Adverse weather, ice, fog, and road surface anomalies detected at the node are transmitted to approaching connected vehicles via V2X. Speed guidance and hazard warnings reach drivers before the hazard is visible.

Rural Infrastructure
Wildlife and Rural Safety

Thermal imaging detects large animals at crossing zones on rural highways, generating adaptive speed zone recommendations transmitted to approaching vehicles. An underserved safety category addressed at the infrastructure level.

Resilience
Grid-Independent Operation

Battery backup sustains full autonomous operation for 72 hours following grid power interruption. Life-safety functions — collision avoidance, signal control — continue without degradation during infrastructure outages.

07
Vehicle Integration

Vehicles Become Participants,
Not Obstacles.

UMIN integrates with the Vehicle-to-Infrastructure (V2X) communication layer — the emerging standard for direct data exchange between road infrastructure and equipped vehicles.

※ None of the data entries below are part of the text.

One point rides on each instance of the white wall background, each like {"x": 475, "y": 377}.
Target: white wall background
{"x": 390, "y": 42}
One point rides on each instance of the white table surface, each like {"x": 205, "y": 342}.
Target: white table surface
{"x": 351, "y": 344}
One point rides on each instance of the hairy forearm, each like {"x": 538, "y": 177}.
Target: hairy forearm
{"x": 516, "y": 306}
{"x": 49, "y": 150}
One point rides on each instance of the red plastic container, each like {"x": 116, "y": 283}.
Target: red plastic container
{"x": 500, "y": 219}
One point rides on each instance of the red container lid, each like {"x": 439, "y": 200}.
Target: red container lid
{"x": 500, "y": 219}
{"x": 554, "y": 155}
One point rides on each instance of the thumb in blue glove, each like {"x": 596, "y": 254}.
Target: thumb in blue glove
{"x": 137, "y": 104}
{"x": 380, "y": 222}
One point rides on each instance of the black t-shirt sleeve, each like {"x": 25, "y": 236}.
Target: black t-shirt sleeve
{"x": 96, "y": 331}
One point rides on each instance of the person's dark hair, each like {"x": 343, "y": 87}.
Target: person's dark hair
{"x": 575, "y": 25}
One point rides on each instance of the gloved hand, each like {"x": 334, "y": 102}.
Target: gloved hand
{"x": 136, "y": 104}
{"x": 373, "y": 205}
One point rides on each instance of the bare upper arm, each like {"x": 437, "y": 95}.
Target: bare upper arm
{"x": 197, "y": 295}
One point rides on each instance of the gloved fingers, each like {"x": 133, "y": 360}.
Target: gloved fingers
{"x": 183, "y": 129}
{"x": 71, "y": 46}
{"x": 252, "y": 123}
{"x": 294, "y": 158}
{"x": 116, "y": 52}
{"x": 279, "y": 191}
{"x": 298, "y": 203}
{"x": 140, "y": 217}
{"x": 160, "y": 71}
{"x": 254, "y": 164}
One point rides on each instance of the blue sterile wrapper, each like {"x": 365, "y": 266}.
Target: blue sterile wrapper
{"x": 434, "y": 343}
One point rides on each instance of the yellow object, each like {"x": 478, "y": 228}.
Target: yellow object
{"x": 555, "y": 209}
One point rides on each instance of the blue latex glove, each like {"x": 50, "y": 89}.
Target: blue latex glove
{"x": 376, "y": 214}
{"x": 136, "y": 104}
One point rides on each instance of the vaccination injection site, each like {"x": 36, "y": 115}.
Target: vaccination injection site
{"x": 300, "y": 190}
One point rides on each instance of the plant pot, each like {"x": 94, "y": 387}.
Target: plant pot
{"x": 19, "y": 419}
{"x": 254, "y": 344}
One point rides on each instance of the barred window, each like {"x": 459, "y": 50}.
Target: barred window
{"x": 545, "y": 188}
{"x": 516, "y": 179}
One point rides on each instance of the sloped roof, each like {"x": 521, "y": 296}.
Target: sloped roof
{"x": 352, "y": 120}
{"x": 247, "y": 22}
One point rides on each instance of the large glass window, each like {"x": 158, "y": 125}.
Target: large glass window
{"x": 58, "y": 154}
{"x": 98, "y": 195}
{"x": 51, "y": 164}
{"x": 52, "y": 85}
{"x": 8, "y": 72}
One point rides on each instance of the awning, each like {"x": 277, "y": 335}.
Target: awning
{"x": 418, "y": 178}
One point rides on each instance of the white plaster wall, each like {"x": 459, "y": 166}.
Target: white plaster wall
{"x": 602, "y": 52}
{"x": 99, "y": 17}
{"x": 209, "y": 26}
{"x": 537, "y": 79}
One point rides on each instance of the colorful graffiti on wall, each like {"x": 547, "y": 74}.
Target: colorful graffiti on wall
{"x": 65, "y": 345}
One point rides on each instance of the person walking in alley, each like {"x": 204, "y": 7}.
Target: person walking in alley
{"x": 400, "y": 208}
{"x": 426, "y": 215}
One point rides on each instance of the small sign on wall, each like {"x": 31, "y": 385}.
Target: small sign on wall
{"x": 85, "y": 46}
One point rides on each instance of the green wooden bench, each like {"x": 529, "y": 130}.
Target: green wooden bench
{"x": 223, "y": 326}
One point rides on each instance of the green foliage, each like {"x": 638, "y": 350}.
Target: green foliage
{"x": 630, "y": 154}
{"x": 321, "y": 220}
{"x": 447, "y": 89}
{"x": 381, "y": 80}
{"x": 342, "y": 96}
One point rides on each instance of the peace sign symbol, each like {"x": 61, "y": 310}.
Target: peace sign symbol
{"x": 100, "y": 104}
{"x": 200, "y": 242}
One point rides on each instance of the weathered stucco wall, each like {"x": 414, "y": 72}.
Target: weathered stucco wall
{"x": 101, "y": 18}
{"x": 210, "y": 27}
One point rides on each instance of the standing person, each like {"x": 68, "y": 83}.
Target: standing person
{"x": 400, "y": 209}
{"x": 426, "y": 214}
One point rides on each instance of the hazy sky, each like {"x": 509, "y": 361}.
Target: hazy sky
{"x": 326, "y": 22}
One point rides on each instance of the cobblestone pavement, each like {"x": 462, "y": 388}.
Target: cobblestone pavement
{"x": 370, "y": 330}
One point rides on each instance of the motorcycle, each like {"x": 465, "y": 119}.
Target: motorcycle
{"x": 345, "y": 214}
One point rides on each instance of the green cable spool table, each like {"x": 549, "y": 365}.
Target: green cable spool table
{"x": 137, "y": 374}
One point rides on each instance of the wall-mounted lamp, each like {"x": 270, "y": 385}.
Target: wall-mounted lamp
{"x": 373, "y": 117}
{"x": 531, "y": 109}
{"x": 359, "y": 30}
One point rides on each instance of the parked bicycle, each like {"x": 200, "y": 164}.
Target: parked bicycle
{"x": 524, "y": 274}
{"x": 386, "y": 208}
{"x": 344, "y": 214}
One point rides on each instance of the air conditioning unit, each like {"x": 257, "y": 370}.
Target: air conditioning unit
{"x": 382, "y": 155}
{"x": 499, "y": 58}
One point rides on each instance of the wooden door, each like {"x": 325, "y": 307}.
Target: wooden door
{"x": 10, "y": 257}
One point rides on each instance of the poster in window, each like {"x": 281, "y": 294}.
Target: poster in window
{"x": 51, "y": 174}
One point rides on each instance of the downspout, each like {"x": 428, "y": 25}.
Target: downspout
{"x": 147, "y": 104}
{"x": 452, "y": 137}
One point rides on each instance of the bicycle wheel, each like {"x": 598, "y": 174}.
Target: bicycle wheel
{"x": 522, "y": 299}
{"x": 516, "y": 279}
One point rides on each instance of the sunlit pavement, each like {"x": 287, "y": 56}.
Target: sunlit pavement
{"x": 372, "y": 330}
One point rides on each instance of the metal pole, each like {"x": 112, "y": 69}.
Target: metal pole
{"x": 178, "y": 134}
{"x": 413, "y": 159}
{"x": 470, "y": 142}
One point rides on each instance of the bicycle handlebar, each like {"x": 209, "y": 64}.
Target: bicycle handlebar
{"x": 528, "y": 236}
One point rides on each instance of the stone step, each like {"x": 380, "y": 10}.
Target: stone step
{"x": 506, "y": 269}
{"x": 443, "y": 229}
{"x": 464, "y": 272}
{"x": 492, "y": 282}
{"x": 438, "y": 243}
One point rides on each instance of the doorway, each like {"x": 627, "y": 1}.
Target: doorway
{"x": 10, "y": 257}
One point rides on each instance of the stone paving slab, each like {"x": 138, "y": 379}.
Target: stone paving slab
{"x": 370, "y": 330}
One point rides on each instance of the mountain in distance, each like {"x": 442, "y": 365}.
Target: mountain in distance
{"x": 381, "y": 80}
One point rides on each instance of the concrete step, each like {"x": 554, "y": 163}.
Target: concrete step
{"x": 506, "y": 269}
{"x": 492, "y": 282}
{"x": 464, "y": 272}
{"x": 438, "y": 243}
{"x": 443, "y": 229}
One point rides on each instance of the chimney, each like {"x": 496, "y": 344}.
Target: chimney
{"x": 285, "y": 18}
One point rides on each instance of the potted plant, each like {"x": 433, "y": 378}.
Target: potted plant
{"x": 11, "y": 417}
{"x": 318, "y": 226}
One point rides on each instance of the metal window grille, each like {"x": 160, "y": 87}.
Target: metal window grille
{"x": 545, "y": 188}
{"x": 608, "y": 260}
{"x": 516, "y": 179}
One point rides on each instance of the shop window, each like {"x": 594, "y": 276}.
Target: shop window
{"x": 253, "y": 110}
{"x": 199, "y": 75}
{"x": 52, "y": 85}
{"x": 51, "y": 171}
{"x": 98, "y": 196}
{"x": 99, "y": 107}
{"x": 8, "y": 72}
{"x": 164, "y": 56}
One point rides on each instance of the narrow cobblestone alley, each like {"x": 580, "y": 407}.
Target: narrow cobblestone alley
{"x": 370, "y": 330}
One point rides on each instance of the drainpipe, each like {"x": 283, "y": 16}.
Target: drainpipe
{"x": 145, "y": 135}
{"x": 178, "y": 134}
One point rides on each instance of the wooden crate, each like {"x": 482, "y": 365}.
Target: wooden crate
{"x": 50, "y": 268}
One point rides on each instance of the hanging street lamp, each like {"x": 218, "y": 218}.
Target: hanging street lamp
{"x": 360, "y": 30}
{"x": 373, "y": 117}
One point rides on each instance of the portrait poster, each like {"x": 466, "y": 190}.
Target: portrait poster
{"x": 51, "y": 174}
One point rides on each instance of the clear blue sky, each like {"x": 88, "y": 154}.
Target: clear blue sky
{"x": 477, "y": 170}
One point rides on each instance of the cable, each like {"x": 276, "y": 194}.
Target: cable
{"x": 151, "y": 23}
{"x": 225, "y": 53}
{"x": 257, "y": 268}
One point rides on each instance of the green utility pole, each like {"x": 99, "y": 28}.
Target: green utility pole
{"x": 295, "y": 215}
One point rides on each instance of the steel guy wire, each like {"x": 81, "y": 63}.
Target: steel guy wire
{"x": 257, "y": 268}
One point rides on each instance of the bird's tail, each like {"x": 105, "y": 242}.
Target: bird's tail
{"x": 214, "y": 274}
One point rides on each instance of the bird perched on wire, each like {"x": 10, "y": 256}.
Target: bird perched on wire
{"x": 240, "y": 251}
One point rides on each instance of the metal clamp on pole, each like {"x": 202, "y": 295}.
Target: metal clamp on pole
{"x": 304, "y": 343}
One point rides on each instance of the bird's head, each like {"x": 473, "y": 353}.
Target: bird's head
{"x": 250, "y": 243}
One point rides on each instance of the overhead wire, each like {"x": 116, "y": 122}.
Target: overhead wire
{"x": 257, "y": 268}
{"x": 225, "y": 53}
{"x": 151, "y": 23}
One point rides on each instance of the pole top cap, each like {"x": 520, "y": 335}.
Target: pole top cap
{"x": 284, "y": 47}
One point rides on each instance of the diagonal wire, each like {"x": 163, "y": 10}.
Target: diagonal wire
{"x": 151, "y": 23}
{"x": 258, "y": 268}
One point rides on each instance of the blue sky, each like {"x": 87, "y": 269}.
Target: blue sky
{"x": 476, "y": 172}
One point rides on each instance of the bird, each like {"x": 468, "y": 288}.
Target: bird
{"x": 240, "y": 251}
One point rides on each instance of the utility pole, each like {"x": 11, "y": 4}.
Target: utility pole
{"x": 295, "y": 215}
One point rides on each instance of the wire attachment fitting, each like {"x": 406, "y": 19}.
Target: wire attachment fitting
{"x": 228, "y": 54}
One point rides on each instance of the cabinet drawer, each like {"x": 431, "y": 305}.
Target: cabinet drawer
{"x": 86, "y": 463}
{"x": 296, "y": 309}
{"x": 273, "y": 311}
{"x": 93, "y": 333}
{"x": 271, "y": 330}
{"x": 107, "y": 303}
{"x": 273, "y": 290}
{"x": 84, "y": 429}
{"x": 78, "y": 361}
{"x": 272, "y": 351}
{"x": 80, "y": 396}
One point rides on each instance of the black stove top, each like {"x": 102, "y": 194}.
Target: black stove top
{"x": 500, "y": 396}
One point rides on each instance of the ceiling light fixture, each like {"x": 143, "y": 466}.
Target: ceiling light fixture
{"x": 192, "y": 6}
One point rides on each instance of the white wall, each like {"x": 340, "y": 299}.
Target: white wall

Connected vehicles transmit real-time telemetry to UMIN nodes: speed, braking events, navigation intent, and hazard detection. The edge computing subsystem processes this data as First Loop input, incorporating vehicle behavior into the same real-time risk model that governs signal decisions. In the reverse direction, UMIN transmits Signal Phase and Timing (SPAT) data, map layer information, hazard warnings, and speed guidance recommendations to equipped vehicles.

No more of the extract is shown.